In theory, the ACC/AHA instrument has several advantages over Framingham tool. For instance, in the calculation of final risk probability, the ACC/AHA approach uses the exponential function, and as a consequence it gives the continuous values for risk estimation. The range of probability in the ACC/AHA approach varies continuously from 0 to 1, but in the Framingham approach it varies discretely to 0.3. The continuous values in risk estimation that range from 0 to 1 without any limitation can lead to a more precise estimation of risks at both the individual and community levels. More precise estimations can help decision‐makers to consider and intervene with more timely and efficient health strategies to implement preventive, therapeutic, and rehabilitative programs against the burden of CV events in the future. In clinical practice it also helps clinicians have a better estimation of clinical status of their patients.

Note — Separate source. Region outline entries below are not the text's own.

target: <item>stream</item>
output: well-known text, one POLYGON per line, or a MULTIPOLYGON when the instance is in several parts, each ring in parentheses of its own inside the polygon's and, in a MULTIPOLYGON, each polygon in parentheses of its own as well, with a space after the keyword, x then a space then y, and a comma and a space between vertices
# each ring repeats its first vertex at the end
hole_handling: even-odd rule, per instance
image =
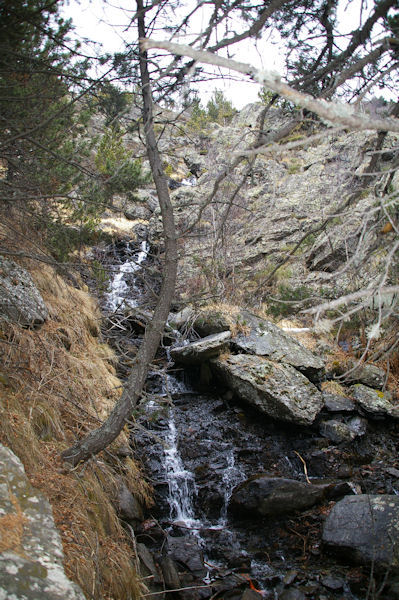
MULTIPOLYGON (((125 324, 124 309, 140 304, 135 276, 149 260, 149 250, 144 241, 128 245, 111 279, 104 311, 113 313, 114 322, 119 314, 125 324)), ((136 347, 137 332, 127 335, 136 347)), ((378 423, 369 441, 353 444, 348 458, 331 449, 317 429, 273 423, 234 401, 218 382, 201 385, 199 369, 177 369, 167 347, 160 358, 159 368, 149 373, 132 436, 135 455, 154 487, 155 506, 135 531, 139 545, 162 566, 161 582, 151 568, 147 571, 154 579, 150 590, 158 594, 165 585, 178 585, 184 588, 178 597, 189 600, 244 599, 249 592, 256 594, 253 600, 368 597, 368 570, 348 567, 322 551, 329 500, 272 519, 244 517, 231 510, 230 500, 236 486, 259 473, 303 482, 309 475, 312 483, 348 478, 347 464, 367 463, 384 443, 378 423)), ((387 451, 394 452, 390 443, 387 439, 387 451)), ((369 485, 377 489, 381 482, 370 479, 369 485)), ((387 488, 387 493, 393 492, 387 488)))

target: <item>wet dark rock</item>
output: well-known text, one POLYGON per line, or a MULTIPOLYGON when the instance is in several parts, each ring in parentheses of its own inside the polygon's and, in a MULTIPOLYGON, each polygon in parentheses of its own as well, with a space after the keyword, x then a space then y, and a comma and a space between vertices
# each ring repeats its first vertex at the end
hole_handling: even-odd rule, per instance
POLYGON ((322 408, 321 393, 290 365, 244 354, 214 359, 211 365, 238 398, 273 419, 310 425, 322 408))
POLYGON ((320 423, 320 433, 336 444, 351 442, 356 437, 356 433, 346 423, 333 419, 320 423))
POLYGON ((255 590, 247 589, 241 596, 241 600, 262 600, 263 596, 255 590))
POLYGON ((399 498, 391 495, 346 496, 326 519, 323 542, 329 550, 355 563, 399 569, 397 540, 399 498))
POLYGON ((147 548, 145 544, 136 544, 137 555, 140 560, 140 570, 142 575, 151 576, 152 584, 162 584, 163 578, 160 569, 155 564, 154 556, 152 552, 147 548))
POLYGON ((181 587, 181 581, 177 566, 174 560, 170 556, 163 556, 159 561, 162 569, 162 575, 166 587, 169 590, 176 590, 181 587))
POLYGON ((331 413, 350 413, 356 410, 356 405, 350 398, 323 392, 324 408, 331 413))
POLYGON ((168 556, 197 577, 205 576, 204 558, 198 540, 192 535, 168 537, 168 556))
POLYGON ((356 434, 356 437, 361 437, 367 432, 367 419, 363 417, 352 417, 348 421, 348 427, 356 434))
POLYGON ((360 409, 370 419, 399 418, 399 408, 391 403, 387 392, 374 390, 362 383, 353 385, 350 390, 360 409))
POLYGON ((342 590, 344 587, 344 581, 340 577, 333 577, 332 575, 323 577, 321 584, 324 585, 325 588, 334 591, 342 590))
POLYGON ((242 518, 275 517, 309 508, 321 500, 324 493, 325 486, 259 475, 237 486, 231 497, 230 511, 242 518))
POLYGON ((122 519, 133 524, 144 520, 143 508, 140 502, 125 485, 122 485, 119 490, 119 511, 122 519))
POLYGON ((380 369, 376 365, 363 364, 356 367, 353 371, 351 371, 346 381, 363 383, 371 388, 382 389, 387 374, 384 369, 380 369))
POLYGON ((30 274, 0 256, 0 317, 21 327, 42 325, 48 310, 30 274))
POLYGON ((226 350, 230 338, 230 331, 215 333, 186 346, 172 348, 170 355, 177 363, 195 365, 214 358, 226 350))
POLYGON ((283 590, 278 595, 278 600, 305 600, 306 596, 301 590, 298 588, 289 588, 287 590, 283 590))
POLYGON ((234 344, 240 351, 286 363, 298 369, 308 379, 320 381, 324 374, 322 359, 280 327, 246 310, 240 313, 240 323, 244 328, 249 328, 248 334, 240 333, 234 339, 234 344))

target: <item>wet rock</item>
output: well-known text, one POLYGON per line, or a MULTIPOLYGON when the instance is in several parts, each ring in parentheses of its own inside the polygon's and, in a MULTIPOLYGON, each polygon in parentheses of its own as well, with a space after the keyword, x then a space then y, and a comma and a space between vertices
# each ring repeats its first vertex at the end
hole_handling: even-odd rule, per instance
POLYGON ((376 365, 363 364, 349 374, 348 381, 363 383, 372 388, 382 389, 386 382, 387 374, 384 369, 376 365))
POLYGON ((164 556, 160 560, 163 579, 169 590, 176 590, 181 587, 179 573, 174 560, 170 556, 164 556))
POLYGON ((169 537, 168 556, 196 576, 205 576, 204 558, 198 540, 194 536, 169 537))
POLYGON ((332 509, 323 530, 326 547, 356 563, 399 570, 399 498, 346 496, 332 509))
POLYGON ((367 419, 363 417, 352 417, 348 421, 348 427, 356 434, 357 437, 361 437, 367 431, 367 419))
POLYGON ((387 393, 376 391, 362 383, 357 383, 351 388, 352 397, 358 406, 371 419, 383 419, 386 417, 399 418, 399 409, 390 402, 387 393))
POLYGON ((363 364, 350 371, 346 381, 351 383, 363 383, 368 387, 382 389, 386 382, 387 374, 384 369, 376 365, 363 364))
POLYGON ((278 421, 310 425, 323 406, 318 389, 290 365, 239 354, 211 366, 240 399, 278 421))
POLYGON ((356 405, 350 398, 323 392, 324 408, 331 413, 348 413, 356 410, 356 405))
POLYGON ((227 348, 227 342, 230 338, 230 331, 215 333, 186 346, 172 348, 170 355, 177 363, 187 365, 202 363, 223 352, 227 348))
POLYGON ((125 485, 122 485, 119 490, 119 511, 122 519, 127 521, 137 523, 144 520, 143 508, 140 502, 125 485))
POLYGON ((241 333, 234 339, 240 351, 289 364, 312 381, 317 382, 323 376, 322 359, 277 325, 244 310, 240 313, 240 323, 249 329, 248 334, 241 333))
POLYGON ((324 492, 325 486, 259 475, 236 487, 230 510, 244 518, 254 515, 275 517, 313 506, 323 498, 324 492))
POLYGON ((151 576, 151 584, 159 585, 163 583, 162 575, 155 564, 152 553, 145 544, 136 544, 137 555, 140 560, 141 572, 145 576, 151 576))
POLYGON ((305 600, 305 598, 305 594, 297 588, 289 588, 287 590, 283 590, 278 595, 278 600, 305 600))
POLYGON ((262 594, 251 589, 245 590, 241 596, 241 600, 262 600, 262 598, 262 594))
POLYGON ((336 444, 351 442, 356 437, 356 433, 346 423, 333 419, 320 423, 320 433, 336 444))
POLYGON ((344 587, 344 581, 340 577, 332 577, 327 575, 321 580, 321 584, 329 590, 339 591, 344 587))
POLYGON ((21 461, 2 445, 0 515, 0 598, 85 600, 65 575, 50 504, 31 486, 21 461))
POLYGON ((232 320, 228 315, 218 310, 202 311, 194 321, 194 329, 201 337, 228 331, 232 320))
POLYGON ((42 325, 48 310, 25 269, 0 256, 0 316, 22 327, 42 325))

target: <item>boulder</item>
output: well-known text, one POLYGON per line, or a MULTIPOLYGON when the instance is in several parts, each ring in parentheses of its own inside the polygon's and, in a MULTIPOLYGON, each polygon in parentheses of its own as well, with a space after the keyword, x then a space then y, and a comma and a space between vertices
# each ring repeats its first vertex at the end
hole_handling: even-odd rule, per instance
POLYGON ((376 365, 363 364, 356 367, 348 375, 348 381, 363 383, 371 388, 382 389, 387 378, 384 369, 376 365))
POLYGON ((324 408, 331 413, 355 412, 356 405, 350 398, 323 392, 324 408))
POLYGON ((25 269, 0 256, 0 317, 22 327, 42 325, 48 317, 43 298, 25 269))
POLYGON ((208 335, 191 344, 180 346, 179 348, 172 348, 170 356, 175 362, 185 365, 202 363, 210 358, 218 356, 221 352, 226 350, 227 342, 230 338, 230 331, 208 335))
POLYGON ((240 399, 277 421, 311 425, 322 409, 319 390, 290 365, 238 354, 214 359, 211 366, 240 399))
POLYGON ((85 600, 64 572, 51 506, 21 461, 0 445, 0 598, 85 600))
POLYGON ((356 383, 350 391, 358 406, 370 419, 399 418, 399 408, 391 403, 389 394, 369 388, 362 383, 356 383))
POLYGON ((196 537, 168 537, 167 549, 169 558, 184 565, 191 573, 205 576, 204 557, 196 537))
POLYGON ((336 421, 335 419, 323 421, 320 424, 320 433, 336 444, 351 442, 356 437, 356 433, 349 425, 342 423, 341 421, 336 421))
POLYGON ((324 363, 320 357, 270 321, 246 310, 241 311, 240 316, 242 329, 248 331, 238 334, 234 339, 238 350, 292 365, 314 382, 321 379, 324 363))
POLYGON ((229 510, 244 518, 276 517, 309 508, 323 496, 324 486, 259 475, 235 488, 229 510))
POLYGON ((118 500, 119 512, 123 519, 126 519, 133 524, 144 520, 143 508, 140 502, 124 484, 119 490, 118 500))
POLYGON ((399 570, 397 548, 399 498, 391 495, 346 496, 327 517, 326 547, 355 563, 399 570))

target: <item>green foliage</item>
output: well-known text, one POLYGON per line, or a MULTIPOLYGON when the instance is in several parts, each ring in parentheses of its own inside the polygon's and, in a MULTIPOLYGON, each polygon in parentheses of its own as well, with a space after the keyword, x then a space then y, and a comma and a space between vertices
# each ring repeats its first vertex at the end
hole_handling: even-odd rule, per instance
POLYGON ((226 125, 230 123, 236 112, 236 109, 230 100, 224 96, 223 92, 215 90, 206 108, 201 105, 199 98, 192 101, 189 127, 200 132, 206 130, 211 123, 226 125))
POLYGON ((106 126, 115 126, 129 105, 129 94, 105 82, 100 86, 96 100, 99 111, 106 116, 106 126))
POLYGON ((112 127, 101 138, 95 165, 107 203, 112 202, 114 194, 134 194, 140 185, 150 181, 150 175, 143 173, 141 160, 132 160, 125 148, 122 132, 112 127))

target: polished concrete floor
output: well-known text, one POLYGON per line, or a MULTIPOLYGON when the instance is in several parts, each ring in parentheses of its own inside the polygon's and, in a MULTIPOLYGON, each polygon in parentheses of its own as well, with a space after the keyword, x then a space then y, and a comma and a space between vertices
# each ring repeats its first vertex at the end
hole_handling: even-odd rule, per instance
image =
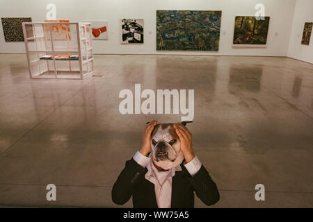
MULTIPOLYGON (((189 129, 220 191, 214 207, 313 207, 313 65, 287 58, 96 56, 83 80, 33 80, 0 55, 0 205, 120 207, 111 191, 145 122, 122 89, 194 89, 189 129), (46 185, 57 186, 57 201, 46 185), (265 185, 265 201, 255 186, 265 185)), ((205 207, 195 198, 195 206, 205 207)), ((122 207, 131 207, 131 201, 122 207)))

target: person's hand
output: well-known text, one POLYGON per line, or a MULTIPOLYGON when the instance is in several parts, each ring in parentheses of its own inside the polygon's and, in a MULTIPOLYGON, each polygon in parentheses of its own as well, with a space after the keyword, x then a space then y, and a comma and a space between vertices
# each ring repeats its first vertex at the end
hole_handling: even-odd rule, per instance
POLYGON ((195 156, 193 150, 191 133, 181 123, 175 123, 174 128, 179 137, 180 150, 185 157, 186 163, 189 162, 195 156))
POLYGON ((143 146, 139 149, 139 152, 144 155, 147 155, 151 150, 151 133, 155 125, 156 125, 156 120, 152 120, 147 124, 143 131, 143 146))

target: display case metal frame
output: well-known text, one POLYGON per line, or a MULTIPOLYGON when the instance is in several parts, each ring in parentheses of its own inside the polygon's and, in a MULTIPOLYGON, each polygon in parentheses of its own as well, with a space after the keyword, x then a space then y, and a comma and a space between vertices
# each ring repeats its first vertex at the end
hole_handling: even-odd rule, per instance
POLYGON ((94 57, 90 23, 23 22, 22 26, 31 78, 83 79, 93 72, 94 57), (53 26, 56 26, 71 27, 67 29, 69 30, 69 35, 70 30, 70 35, 72 37, 76 35, 76 37, 66 37, 61 40, 56 40, 53 33, 53 26), (33 49, 30 49, 31 44, 33 49), (75 55, 78 56, 78 59, 58 60, 56 58, 58 55, 75 55), (43 56, 50 58, 44 61, 43 56), (32 56, 35 58, 34 60, 31 59, 32 56), (79 62, 75 70, 72 67, 74 61, 79 62), (43 65, 44 68, 42 67, 42 62, 46 63, 43 65), (62 66, 66 68, 59 69, 57 62, 63 63, 62 66), (65 65, 65 62, 68 62, 68 66, 65 65))

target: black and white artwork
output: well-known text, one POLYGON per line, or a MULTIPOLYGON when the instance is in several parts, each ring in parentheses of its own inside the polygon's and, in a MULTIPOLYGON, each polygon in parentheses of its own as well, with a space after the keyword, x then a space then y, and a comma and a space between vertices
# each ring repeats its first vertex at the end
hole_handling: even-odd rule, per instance
POLYGON ((120 19, 122 44, 143 43, 143 19, 120 19))

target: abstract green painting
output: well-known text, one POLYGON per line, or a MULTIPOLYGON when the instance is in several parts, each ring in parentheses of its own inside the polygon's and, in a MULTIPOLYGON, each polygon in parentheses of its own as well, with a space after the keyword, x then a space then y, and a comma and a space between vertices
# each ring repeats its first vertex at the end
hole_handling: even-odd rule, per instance
MULTIPOLYGON (((31 22, 31 17, 9 17, 1 18, 6 42, 23 42, 24 35, 22 26, 22 22, 31 22)), ((32 28, 27 28, 26 31, 33 31, 32 28)))
POLYGON ((266 44, 269 17, 236 16, 234 44, 266 44))
POLYGON ((156 10, 156 50, 218 51, 222 11, 156 10))

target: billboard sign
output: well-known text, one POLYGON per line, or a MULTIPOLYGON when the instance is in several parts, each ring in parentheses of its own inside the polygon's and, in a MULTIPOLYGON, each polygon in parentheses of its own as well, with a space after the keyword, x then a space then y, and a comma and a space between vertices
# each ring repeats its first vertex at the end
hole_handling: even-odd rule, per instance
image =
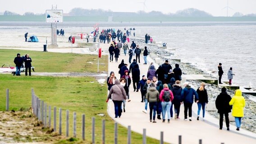
POLYGON ((46 10, 46 23, 63 22, 63 10, 46 10))

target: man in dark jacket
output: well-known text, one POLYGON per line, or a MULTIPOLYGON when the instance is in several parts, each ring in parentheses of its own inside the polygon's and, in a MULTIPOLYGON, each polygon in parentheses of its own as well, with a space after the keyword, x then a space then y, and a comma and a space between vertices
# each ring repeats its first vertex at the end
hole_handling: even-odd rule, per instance
POLYGON ((179 67, 179 65, 178 63, 175 64, 175 68, 174 69, 173 72, 174 73, 175 80, 181 81, 181 75, 182 72, 179 67))
POLYGON ((139 89, 137 88, 138 87, 139 81, 140 81, 140 71, 138 65, 135 64, 134 65, 134 68, 133 68, 132 70, 132 74, 133 75, 132 78, 133 78, 133 91, 135 91, 137 88, 137 90, 136 92, 138 92, 139 91, 139 89), (136 85, 135 84, 136 84, 136 85))
POLYGON ((218 95, 215 101, 216 108, 218 113, 219 113, 219 129, 222 129, 223 126, 223 115, 225 115, 225 121, 227 126, 227 130, 229 130, 229 113, 231 112, 232 106, 229 104, 231 100, 230 96, 226 92, 226 89, 224 87, 221 89, 221 93, 218 95))
POLYGON ((146 46, 145 46, 144 48, 145 50, 144 51, 143 51, 143 56, 144 56, 145 63, 143 64, 147 64, 146 57, 148 55, 148 51, 147 51, 147 49, 146 49, 146 46))
POLYGON ((20 76, 20 68, 23 63, 23 58, 20 57, 20 54, 18 53, 17 54, 17 57, 14 58, 14 62, 16 65, 16 71, 15 74, 17 76, 20 76))
POLYGON ((167 79, 168 72, 170 71, 170 69, 172 69, 172 66, 169 64, 168 60, 166 60, 165 62, 162 64, 162 68, 164 70, 165 73, 165 79, 167 79))
POLYGON ((218 69, 219 69, 219 84, 222 84, 221 83, 221 77, 222 77, 222 75, 223 73, 224 73, 222 70, 222 64, 221 64, 221 63, 219 63, 218 66, 218 69))
POLYGON ((188 109, 188 117, 189 121, 192 121, 192 104, 195 95, 195 101, 198 102, 198 94, 197 91, 189 86, 188 81, 186 81, 184 84, 185 88, 181 91, 181 97, 184 103, 184 120, 187 120, 187 109, 188 109))
POLYGON ((113 46, 113 44, 110 45, 110 46, 109 48, 109 52, 110 52, 110 62, 113 62, 113 57, 114 56, 114 47, 113 46))
POLYGON ((128 70, 128 72, 129 72, 129 69, 128 69, 128 68, 127 68, 127 66, 128 66, 127 64, 125 63, 124 65, 121 68, 121 69, 120 70, 120 78, 121 78, 122 76, 124 75, 124 74, 125 74, 124 73, 124 71, 125 70, 128 70))
POLYGON ((27 42, 27 34, 28 34, 28 32, 27 32, 25 34, 25 42, 27 42))
POLYGON ((137 59, 139 59, 139 63, 141 63, 140 60, 140 57, 141 53, 142 53, 142 50, 139 47, 139 45, 137 45, 137 47, 134 51, 134 53, 136 54, 136 62, 137 62, 137 59))
POLYGON ((28 69, 28 74, 29 76, 31 76, 31 62, 32 62, 32 59, 29 57, 29 55, 27 54, 23 60, 25 62, 25 68, 26 68, 25 75, 27 76, 27 69, 28 69))
POLYGON ((132 41, 132 44, 131 44, 131 46, 130 47, 133 50, 133 56, 135 55, 134 51, 135 51, 135 48, 136 48, 136 44, 134 43, 134 41, 132 41))
POLYGON ((133 59, 133 63, 131 63, 131 64, 130 65, 130 67, 129 68, 129 72, 132 72, 132 71, 133 71, 133 69, 134 68, 134 66, 135 65, 137 65, 138 67, 139 65, 136 62, 136 60, 135 59, 133 59))

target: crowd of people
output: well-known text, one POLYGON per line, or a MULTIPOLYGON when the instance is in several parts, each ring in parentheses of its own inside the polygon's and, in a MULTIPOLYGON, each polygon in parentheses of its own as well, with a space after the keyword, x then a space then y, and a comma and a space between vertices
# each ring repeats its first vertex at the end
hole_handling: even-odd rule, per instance
MULTIPOLYGON (((119 43, 121 43, 120 40, 119 43)), ((155 68, 154 63, 151 63, 147 72, 142 73, 139 65, 140 63, 140 54, 142 52, 139 46, 133 41, 130 47, 127 45, 126 43, 122 45, 112 41, 109 49, 110 62, 113 62, 114 54, 115 58, 118 58, 122 46, 125 56, 128 50, 129 58, 128 61, 130 64, 128 68, 128 64, 125 63, 123 59, 118 67, 120 80, 119 81, 116 78, 117 76, 114 72, 110 72, 110 75, 107 79, 110 93, 107 102, 112 99, 114 105, 115 117, 120 117, 122 112, 125 112, 126 99, 128 99, 128 102, 131 101, 129 90, 132 81, 133 91, 141 92, 141 102, 145 104, 145 109, 142 110, 143 112, 148 113, 147 106, 148 104, 149 105, 149 119, 151 122, 156 122, 156 118, 162 119, 163 122, 167 121, 168 123, 172 119, 180 119, 180 109, 182 104, 184 105, 184 120, 192 121, 192 105, 194 102, 197 103, 198 108, 197 120, 200 120, 201 110, 202 111, 202 119, 205 120, 206 105, 208 103, 205 83, 202 82, 196 90, 191 87, 188 81, 186 81, 182 86, 181 83, 182 72, 179 68, 179 65, 175 64, 175 68, 173 69, 168 60, 160 65, 157 69, 155 68), (134 56, 136 56, 136 58, 134 57, 131 63, 134 56), (140 79, 141 75, 142 76, 140 79), (113 87, 114 85, 118 86, 113 87), (122 103, 123 104, 123 108, 120 104, 122 103)), ((144 53, 146 51, 146 54, 145 54, 146 55, 144 55, 146 57, 144 58, 144 64, 147 64, 146 56, 148 53, 146 47, 145 49, 144 53)), ((116 62, 118 62, 118 59, 116 59, 116 62)), ((232 68, 230 70, 232 71, 232 68)), ((231 73, 232 72, 230 71, 229 72, 231 73)), ((232 74, 231 74, 231 75, 232 74)), ((237 130, 239 130, 241 118, 243 117, 243 108, 245 106, 245 101, 243 97, 242 96, 241 90, 237 90, 235 96, 231 99, 226 93, 226 88, 223 88, 221 93, 218 96, 215 104, 220 117, 219 129, 222 129, 223 117, 225 115, 227 130, 229 130, 228 113, 233 108, 232 115, 235 117, 237 130)))

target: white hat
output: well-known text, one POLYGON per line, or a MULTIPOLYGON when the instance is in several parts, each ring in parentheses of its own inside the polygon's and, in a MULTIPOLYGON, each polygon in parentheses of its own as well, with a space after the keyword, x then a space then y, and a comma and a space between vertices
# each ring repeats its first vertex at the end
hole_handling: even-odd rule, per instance
POLYGON ((186 81, 185 82, 184 82, 183 84, 183 85, 187 85, 187 86, 189 86, 189 82, 188 81, 186 81))

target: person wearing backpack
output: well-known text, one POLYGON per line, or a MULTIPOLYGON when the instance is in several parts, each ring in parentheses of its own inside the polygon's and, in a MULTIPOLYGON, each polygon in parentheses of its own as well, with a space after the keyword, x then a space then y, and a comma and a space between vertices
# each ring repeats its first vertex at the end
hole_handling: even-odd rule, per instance
POLYGON ((185 88, 181 91, 181 97, 184 103, 184 120, 187 121, 187 109, 188 109, 188 117, 189 121, 192 121, 192 104, 195 95, 195 102, 198 102, 198 94, 196 90, 192 88, 189 86, 189 82, 186 81, 184 84, 185 88))
POLYGON ((169 123, 171 118, 170 108, 172 104, 171 101, 174 99, 174 95, 171 90, 169 90, 168 85, 167 84, 164 85, 164 89, 161 91, 159 99, 160 101, 162 102, 163 122, 165 122, 165 114, 167 112, 168 123, 169 123))

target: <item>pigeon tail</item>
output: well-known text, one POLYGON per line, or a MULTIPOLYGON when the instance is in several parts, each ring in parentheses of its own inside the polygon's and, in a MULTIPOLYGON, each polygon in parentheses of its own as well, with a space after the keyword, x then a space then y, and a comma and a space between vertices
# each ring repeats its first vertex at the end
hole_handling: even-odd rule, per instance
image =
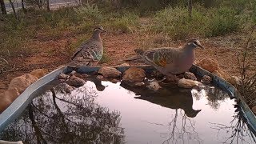
POLYGON ((141 49, 135 49, 135 50, 134 50, 134 52, 136 53, 136 54, 139 54, 139 55, 143 55, 143 54, 144 54, 144 50, 141 50, 141 49))

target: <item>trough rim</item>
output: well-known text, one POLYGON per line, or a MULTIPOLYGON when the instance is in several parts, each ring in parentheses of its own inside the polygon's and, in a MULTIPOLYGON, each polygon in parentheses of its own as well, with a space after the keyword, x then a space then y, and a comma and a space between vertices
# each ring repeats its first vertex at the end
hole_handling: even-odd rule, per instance
MULTIPOLYGON (((98 71, 101 67, 103 66, 79 66, 79 67, 71 67, 64 66, 62 67, 58 68, 55 70, 47 74, 42 78, 39 78, 38 81, 34 82, 29 87, 27 87, 23 93, 22 93, 10 105, 7 109, 6 109, 0 114, 0 132, 2 132, 9 124, 13 122, 26 109, 29 103, 38 94, 37 91, 42 87, 43 86, 54 81, 61 73, 69 73, 72 70, 76 70, 80 73, 90 73, 94 71, 98 71)), ((146 71, 150 71, 154 70, 154 67, 149 65, 143 66, 110 66, 115 67, 120 71, 125 71, 130 67, 139 67, 144 69, 146 71)), ((232 86, 230 82, 226 82, 223 78, 210 73, 209 71, 196 66, 193 65, 190 71, 196 73, 197 75, 203 76, 209 75, 213 78, 213 82, 227 90, 230 97, 239 98, 240 102, 239 106, 242 108, 242 112, 243 113, 244 117, 246 118, 247 122, 249 123, 248 127, 251 129, 253 133, 256 135, 256 116, 251 111, 250 107, 245 102, 244 98, 240 95, 238 90, 232 86)))

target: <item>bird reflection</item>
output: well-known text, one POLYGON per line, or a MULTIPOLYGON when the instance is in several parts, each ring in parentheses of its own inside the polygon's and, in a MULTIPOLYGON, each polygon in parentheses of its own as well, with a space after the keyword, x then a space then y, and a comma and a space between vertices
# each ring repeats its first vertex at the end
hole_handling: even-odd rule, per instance
POLYGON ((182 109, 186 115, 190 118, 196 117, 201 111, 201 110, 193 109, 193 97, 190 90, 181 90, 176 85, 167 86, 166 88, 157 92, 148 90, 146 87, 136 88, 125 83, 121 83, 121 86, 140 95, 136 98, 149 101, 170 109, 182 109))
POLYGON ((105 90, 106 86, 102 84, 101 80, 94 78, 90 81, 95 84, 98 91, 103 91, 105 90))

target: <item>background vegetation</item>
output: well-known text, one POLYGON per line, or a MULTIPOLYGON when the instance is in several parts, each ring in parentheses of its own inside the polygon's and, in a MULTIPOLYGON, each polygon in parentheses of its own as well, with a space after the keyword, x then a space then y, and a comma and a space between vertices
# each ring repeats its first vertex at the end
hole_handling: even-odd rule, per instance
MULTIPOLYGON (((78 6, 50 10, 46 0, 24 0, 26 7, 0 16, 0 70, 10 70, 13 66, 8 62, 14 58, 34 54, 36 49, 29 44, 38 34, 44 34, 44 41, 62 38, 63 33, 76 37, 78 42, 67 42, 64 51, 58 51, 68 56, 95 25, 112 34, 134 34, 146 47, 150 42, 145 41, 155 35, 157 43, 167 46, 170 40, 248 34, 256 23, 255 0, 194 0, 190 14, 189 1, 81 0, 78 6)), ((255 39, 253 33, 250 43, 255 39)), ((249 46, 246 52, 254 54, 254 50, 249 46)), ((255 66, 250 70, 254 72, 255 66)))

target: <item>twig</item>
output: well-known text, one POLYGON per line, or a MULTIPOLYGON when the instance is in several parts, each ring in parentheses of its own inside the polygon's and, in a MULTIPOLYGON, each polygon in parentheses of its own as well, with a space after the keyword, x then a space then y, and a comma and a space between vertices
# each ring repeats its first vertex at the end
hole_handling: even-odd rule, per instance
POLYGON ((1 57, 0 57, 0 59, 3 60, 7 65, 9 65, 9 62, 6 59, 1 58, 1 57))

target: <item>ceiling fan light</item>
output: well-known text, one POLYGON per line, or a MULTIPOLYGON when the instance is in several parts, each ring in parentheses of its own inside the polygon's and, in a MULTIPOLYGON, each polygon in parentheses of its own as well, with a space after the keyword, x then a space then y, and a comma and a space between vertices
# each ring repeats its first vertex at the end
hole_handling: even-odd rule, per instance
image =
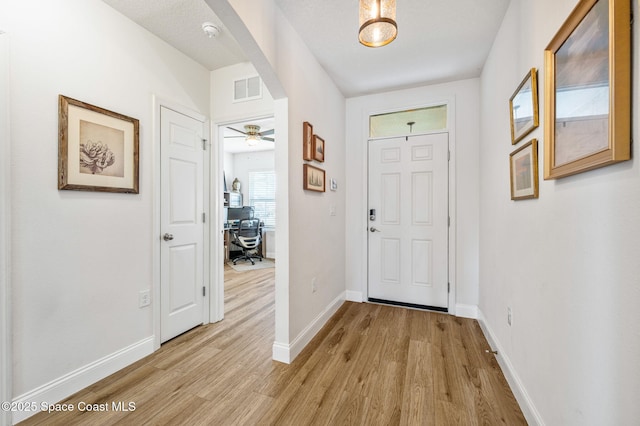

Given the lack of data, particularly with regard to the recent ACC/AHA guidelines, we used Caucasian race as suggested to estimate the 10‐year ASCVD risk.5 To our knowledge, our study is the first attempt to delineate the ASCVD risk among a representative sample of a North Iranian population. Our study group averages according to sex and age can serve as reliable estimations of absolute risk and can potentially be applied to individual patients in practice, providing them with intervening choices for initiating preventive strategies alongside potential public health gains in tackling major national CV health imperatives in developing countries.
Study Limitations
Our study had some limitations, the most crucial being that it was of a cross‐sectional design. Our approach requires validation with the use of prospective studies. Further, the study was confined to participants in Amol, Northern Iran, hence this may limit generalizing our findings to other regions of the Iranian population. However, this may have the advantage of minimizing any confounding variables regarding variations in medical care and access, varying socioeconomic strata, and others. Another important limitation linked to our cross‐sectional design is that our study did not accommodate for temporality. Hence, a time relationship of whether risk factors of CV disease follow enhanced adiposity, or vice versa, could not be established as would be possible with a prospective study.
Conclusion
Conicity index had the most discriminatory accuracy for the 10‐year CV events compared with the other obesity indices. In clinical practice, this index can be measured using a few simple and routine measurements. In the same way, the WHR, with a requirement for even fewer measurements in clinical approaches, revealed a relatively good discriminatory power.
This study was funded by Gastrointestinal and Liver Disease Research Center, Firoozgar Hospital, Iran University of Medical Sciences, Tehran, Iran.
The authors have no other funding, financial relationships, or conflicts of interest to disclose.